Figure 1 – Sting (L) and Infested (R) posters

Got a spider phobia? Afraid of insects and arachnids? Then don’t read this column! (Also, some spoilers ahead—SPOILER WARNING!)

My two films for this week are both “foreign” (i.e., not made in Hollywood) films; the first one (Sting) was made in New South Wales, Australia; and the second one (Infested/Vermin) is from France (In a “small town?” May be why it’s got “mass quantities” of spiders in it). Although there’s not really a whole lot new in either movie, I found them both terrific standard horror genre (old style) films. But because Infested was released first (December 2023) I’ll talk about that one first.

**************SOME SPOILERS**************

Infested was released with the title Vermin (Vermines in French), but when it was picked up for a North American release it was retitled Infested. It’s available on SHUDDER and, as far as I know, only available in French with English subtitles. The movie stars unknown actors (at least unknown to me) Théo Christine as Kaleb, Sofia Lesaffre as Lila, Kaleb’s sister, and Jérôme Niel as his friend Mathys.

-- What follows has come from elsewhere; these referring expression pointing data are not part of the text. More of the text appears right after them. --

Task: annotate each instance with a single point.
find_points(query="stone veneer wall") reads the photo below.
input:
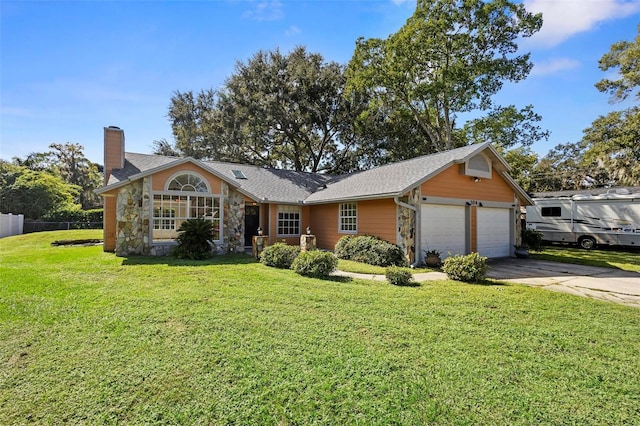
(129, 224)
(233, 228)
(407, 226)
(133, 216)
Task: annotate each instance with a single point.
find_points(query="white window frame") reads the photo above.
(183, 205)
(290, 221)
(348, 218)
(194, 174)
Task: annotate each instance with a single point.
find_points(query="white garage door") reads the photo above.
(493, 232)
(443, 229)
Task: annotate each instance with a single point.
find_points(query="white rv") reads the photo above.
(610, 218)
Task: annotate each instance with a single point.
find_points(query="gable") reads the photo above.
(454, 183)
(161, 178)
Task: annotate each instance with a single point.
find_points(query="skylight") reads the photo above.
(238, 174)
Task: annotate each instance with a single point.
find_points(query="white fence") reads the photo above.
(11, 224)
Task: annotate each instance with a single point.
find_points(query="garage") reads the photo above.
(443, 229)
(493, 232)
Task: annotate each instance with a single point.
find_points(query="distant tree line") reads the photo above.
(56, 185)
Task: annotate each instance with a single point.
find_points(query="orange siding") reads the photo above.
(160, 178)
(379, 218)
(375, 217)
(113, 151)
(109, 224)
(474, 228)
(273, 225)
(452, 184)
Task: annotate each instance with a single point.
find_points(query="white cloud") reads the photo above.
(564, 18)
(553, 66)
(292, 30)
(265, 10)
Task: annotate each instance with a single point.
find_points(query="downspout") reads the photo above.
(416, 233)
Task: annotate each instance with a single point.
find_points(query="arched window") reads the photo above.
(186, 196)
(188, 182)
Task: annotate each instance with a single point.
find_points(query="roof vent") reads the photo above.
(238, 174)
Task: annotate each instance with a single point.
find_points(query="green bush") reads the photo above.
(279, 255)
(195, 240)
(398, 276)
(532, 239)
(369, 249)
(315, 263)
(468, 268)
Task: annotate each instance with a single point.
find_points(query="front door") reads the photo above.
(251, 223)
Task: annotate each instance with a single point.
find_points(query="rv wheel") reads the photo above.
(587, 243)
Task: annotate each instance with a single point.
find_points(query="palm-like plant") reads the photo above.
(195, 239)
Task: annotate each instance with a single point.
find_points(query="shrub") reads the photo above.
(279, 255)
(532, 239)
(369, 249)
(195, 239)
(398, 276)
(468, 268)
(315, 263)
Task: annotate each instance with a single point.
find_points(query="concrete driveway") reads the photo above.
(608, 284)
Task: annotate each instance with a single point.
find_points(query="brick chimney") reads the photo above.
(113, 150)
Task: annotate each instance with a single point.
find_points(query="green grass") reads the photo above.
(90, 338)
(628, 259)
(364, 268)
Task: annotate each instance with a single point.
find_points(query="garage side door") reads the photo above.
(493, 238)
(443, 229)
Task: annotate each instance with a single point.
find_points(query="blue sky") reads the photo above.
(68, 68)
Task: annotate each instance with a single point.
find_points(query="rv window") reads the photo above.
(551, 211)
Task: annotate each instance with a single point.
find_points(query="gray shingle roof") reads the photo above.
(263, 184)
(288, 186)
(392, 179)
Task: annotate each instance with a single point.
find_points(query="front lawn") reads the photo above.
(627, 259)
(87, 337)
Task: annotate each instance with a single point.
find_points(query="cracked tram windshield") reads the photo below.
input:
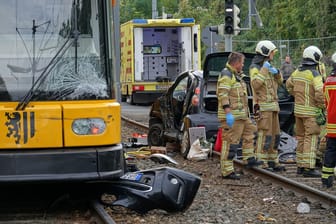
(52, 50)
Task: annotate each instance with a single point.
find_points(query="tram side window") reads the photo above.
(57, 39)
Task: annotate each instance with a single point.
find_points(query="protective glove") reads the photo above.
(229, 119)
(270, 68)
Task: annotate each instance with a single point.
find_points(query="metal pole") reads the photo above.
(228, 43)
(154, 9)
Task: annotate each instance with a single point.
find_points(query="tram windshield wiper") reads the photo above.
(26, 99)
(73, 36)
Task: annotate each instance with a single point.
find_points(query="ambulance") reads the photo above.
(153, 53)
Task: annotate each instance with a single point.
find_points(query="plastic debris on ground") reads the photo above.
(199, 150)
(303, 208)
(265, 217)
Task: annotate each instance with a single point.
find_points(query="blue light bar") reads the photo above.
(187, 20)
(140, 21)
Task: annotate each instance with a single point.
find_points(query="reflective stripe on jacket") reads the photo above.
(232, 91)
(330, 97)
(306, 85)
(265, 87)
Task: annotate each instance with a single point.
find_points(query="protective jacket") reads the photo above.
(306, 85)
(232, 92)
(265, 86)
(330, 100)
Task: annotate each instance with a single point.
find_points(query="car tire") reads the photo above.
(185, 143)
(155, 135)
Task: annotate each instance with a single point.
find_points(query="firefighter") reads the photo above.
(306, 85)
(233, 113)
(265, 80)
(329, 161)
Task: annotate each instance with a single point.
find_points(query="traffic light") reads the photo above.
(229, 21)
(217, 29)
(236, 20)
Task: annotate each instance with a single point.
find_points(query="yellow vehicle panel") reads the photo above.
(109, 112)
(36, 127)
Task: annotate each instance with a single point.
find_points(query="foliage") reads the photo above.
(282, 19)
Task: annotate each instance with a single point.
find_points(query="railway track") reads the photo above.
(310, 188)
(34, 204)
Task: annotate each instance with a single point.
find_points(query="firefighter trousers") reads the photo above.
(307, 133)
(268, 137)
(329, 161)
(242, 130)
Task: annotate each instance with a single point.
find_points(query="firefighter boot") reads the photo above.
(252, 162)
(275, 167)
(311, 173)
(327, 182)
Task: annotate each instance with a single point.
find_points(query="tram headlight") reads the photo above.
(88, 126)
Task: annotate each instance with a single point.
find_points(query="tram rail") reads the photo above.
(307, 187)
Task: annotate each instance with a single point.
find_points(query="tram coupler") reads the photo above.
(165, 188)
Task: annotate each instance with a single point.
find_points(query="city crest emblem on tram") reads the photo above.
(21, 126)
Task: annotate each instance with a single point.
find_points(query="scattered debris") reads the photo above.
(199, 150)
(303, 208)
(161, 158)
(265, 217)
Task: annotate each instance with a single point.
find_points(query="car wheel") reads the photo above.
(287, 157)
(185, 143)
(155, 135)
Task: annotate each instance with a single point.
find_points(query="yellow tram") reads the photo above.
(59, 68)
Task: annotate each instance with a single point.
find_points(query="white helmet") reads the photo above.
(265, 47)
(333, 58)
(313, 53)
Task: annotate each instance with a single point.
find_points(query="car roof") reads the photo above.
(215, 62)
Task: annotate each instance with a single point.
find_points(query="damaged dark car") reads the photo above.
(192, 102)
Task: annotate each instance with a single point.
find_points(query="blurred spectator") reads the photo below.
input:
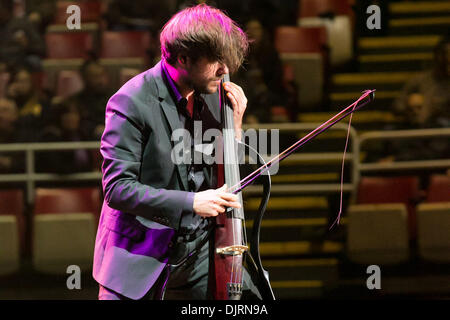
(13, 130)
(20, 42)
(138, 14)
(40, 13)
(261, 78)
(68, 126)
(29, 99)
(94, 96)
(423, 103)
(425, 99)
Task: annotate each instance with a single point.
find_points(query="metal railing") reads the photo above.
(30, 177)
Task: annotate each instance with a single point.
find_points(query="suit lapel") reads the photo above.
(171, 113)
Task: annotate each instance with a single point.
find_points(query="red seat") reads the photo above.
(12, 203)
(404, 190)
(439, 189)
(124, 44)
(290, 39)
(4, 79)
(314, 8)
(67, 200)
(67, 45)
(90, 11)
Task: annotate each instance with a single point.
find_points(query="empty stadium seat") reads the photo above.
(290, 39)
(68, 45)
(12, 230)
(124, 44)
(405, 190)
(303, 49)
(340, 37)
(64, 228)
(433, 231)
(377, 234)
(68, 83)
(439, 189)
(315, 8)
(90, 11)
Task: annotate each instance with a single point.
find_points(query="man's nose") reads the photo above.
(223, 69)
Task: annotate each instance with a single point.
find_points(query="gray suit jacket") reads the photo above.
(145, 192)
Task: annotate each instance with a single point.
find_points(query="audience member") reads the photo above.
(40, 13)
(425, 99)
(68, 127)
(423, 103)
(20, 42)
(29, 99)
(13, 129)
(93, 97)
(261, 77)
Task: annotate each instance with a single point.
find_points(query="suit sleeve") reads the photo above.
(122, 147)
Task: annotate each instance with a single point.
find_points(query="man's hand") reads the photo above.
(239, 102)
(212, 202)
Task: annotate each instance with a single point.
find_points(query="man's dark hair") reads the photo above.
(204, 31)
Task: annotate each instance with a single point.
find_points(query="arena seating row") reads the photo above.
(391, 214)
(62, 229)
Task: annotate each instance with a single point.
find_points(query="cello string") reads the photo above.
(252, 176)
(227, 156)
(342, 173)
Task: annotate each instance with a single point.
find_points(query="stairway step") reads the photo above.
(419, 25)
(281, 203)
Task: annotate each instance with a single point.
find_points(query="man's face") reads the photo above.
(204, 76)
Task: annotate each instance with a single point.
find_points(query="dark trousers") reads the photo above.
(187, 280)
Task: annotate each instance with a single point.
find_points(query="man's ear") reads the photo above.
(182, 60)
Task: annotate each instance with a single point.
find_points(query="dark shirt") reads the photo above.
(198, 178)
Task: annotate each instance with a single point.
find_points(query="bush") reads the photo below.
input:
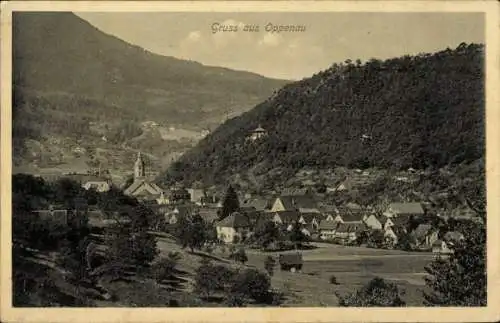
(251, 283)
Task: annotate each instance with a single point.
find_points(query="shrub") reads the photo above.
(377, 293)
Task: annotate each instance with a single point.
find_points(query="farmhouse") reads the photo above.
(441, 247)
(348, 232)
(327, 230)
(141, 188)
(300, 203)
(404, 209)
(373, 222)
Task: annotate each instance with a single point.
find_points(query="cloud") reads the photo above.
(272, 40)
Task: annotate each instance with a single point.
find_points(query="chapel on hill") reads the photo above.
(142, 188)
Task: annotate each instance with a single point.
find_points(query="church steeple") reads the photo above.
(139, 168)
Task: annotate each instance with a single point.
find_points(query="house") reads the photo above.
(399, 221)
(285, 218)
(258, 204)
(404, 209)
(196, 195)
(141, 188)
(440, 247)
(257, 133)
(348, 232)
(311, 219)
(234, 226)
(327, 230)
(291, 262)
(163, 199)
(349, 218)
(373, 222)
(425, 236)
(453, 237)
(97, 185)
(300, 203)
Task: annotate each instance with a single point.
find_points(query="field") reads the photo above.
(353, 267)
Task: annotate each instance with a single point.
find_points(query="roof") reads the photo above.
(235, 220)
(351, 227)
(327, 225)
(293, 202)
(422, 230)
(308, 217)
(407, 208)
(294, 191)
(291, 259)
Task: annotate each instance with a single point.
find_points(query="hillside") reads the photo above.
(74, 82)
(413, 111)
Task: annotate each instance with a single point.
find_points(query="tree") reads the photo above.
(230, 204)
(377, 293)
(269, 265)
(460, 280)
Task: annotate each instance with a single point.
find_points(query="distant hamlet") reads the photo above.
(148, 181)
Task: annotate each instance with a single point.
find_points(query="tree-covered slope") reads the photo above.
(412, 111)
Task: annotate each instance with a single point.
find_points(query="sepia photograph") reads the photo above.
(246, 158)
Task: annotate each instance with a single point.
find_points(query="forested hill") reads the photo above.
(412, 111)
(83, 97)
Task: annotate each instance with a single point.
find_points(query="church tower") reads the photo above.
(139, 168)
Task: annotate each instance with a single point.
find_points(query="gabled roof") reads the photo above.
(351, 227)
(407, 208)
(308, 217)
(422, 230)
(288, 216)
(294, 202)
(235, 220)
(348, 218)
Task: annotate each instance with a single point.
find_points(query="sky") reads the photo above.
(329, 37)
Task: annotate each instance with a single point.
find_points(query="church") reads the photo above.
(142, 188)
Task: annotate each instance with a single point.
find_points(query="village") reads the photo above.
(399, 225)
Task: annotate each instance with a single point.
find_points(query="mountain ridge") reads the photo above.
(416, 111)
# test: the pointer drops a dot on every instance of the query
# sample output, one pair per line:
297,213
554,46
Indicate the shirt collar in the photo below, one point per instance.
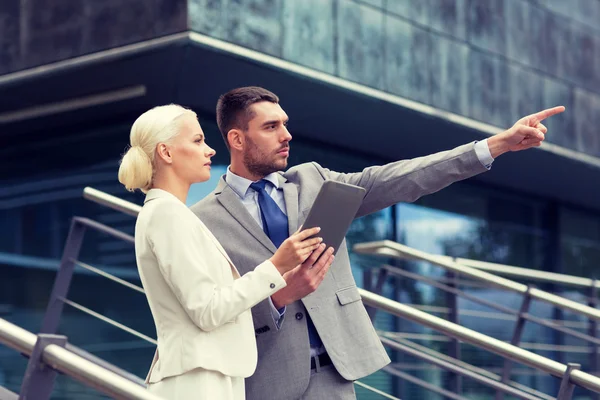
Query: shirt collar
241,185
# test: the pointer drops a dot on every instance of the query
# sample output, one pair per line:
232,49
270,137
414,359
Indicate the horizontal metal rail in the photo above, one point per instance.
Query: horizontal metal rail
77,367
388,248
466,335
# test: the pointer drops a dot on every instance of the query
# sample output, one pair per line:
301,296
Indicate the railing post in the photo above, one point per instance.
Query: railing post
63,278
566,387
516,339
38,381
454,351
593,331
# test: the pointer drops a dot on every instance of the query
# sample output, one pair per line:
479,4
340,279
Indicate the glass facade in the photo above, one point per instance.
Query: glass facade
464,220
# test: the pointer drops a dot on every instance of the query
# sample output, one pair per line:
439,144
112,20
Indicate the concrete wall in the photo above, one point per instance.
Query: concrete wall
491,60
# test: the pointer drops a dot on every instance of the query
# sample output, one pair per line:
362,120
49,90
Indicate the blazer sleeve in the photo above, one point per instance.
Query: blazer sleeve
408,180
186,258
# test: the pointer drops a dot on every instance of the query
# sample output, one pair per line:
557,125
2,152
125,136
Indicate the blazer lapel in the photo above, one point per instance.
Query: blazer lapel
290,194
229,199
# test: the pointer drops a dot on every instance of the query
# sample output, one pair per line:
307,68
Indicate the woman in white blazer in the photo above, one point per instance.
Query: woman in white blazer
199,302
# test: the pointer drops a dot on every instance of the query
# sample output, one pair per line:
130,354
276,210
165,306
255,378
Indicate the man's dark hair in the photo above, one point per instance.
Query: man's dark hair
233,107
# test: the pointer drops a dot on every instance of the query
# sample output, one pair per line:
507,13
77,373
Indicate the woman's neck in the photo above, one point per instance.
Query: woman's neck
172,185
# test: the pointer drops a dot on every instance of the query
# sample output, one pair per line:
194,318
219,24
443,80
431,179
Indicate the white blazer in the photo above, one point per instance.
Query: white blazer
199,302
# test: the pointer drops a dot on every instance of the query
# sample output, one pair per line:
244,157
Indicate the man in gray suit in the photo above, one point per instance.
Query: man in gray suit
314,337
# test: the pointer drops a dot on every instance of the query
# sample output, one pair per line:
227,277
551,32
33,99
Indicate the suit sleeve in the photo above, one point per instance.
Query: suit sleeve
408,180
186,258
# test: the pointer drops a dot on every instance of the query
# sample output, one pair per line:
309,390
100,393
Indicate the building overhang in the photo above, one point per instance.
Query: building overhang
193,70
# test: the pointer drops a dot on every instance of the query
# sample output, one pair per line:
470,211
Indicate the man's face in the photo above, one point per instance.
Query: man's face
267,144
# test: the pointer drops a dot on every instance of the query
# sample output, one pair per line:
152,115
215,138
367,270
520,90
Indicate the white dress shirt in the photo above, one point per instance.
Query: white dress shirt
249,198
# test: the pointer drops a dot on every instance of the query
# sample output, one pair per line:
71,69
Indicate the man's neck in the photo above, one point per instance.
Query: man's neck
240,170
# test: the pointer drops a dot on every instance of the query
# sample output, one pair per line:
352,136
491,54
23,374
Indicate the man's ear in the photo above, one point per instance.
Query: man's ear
164,153
236,139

The film opens in a hilly desert country (in Dubai, we find out later) where a young man in a keffiyeh, carrying a machete, is overturning rocks, looking for something. Finding a fist-sized hole bordered with spiderwebs, he calls to his companions, who come to him bearing various items including a cylinder, which we find out is full of some greenish poison gas. They attach a hose to it and vent the gas into the hole. After a few moments, he looks into the hole and we see a spider scuttle up the sides and jump on the young man’s face, apparently biting him. He falls away, screaming, and the hole vents another half-dozen or so spiders, which are quickly caught in plastic containers by the companions. The young man gets no help from his companions. (‘Nuff said, as Stan Lee used to say.) The spiders are sold to a dealer in wildlife, who boxes them up for mail.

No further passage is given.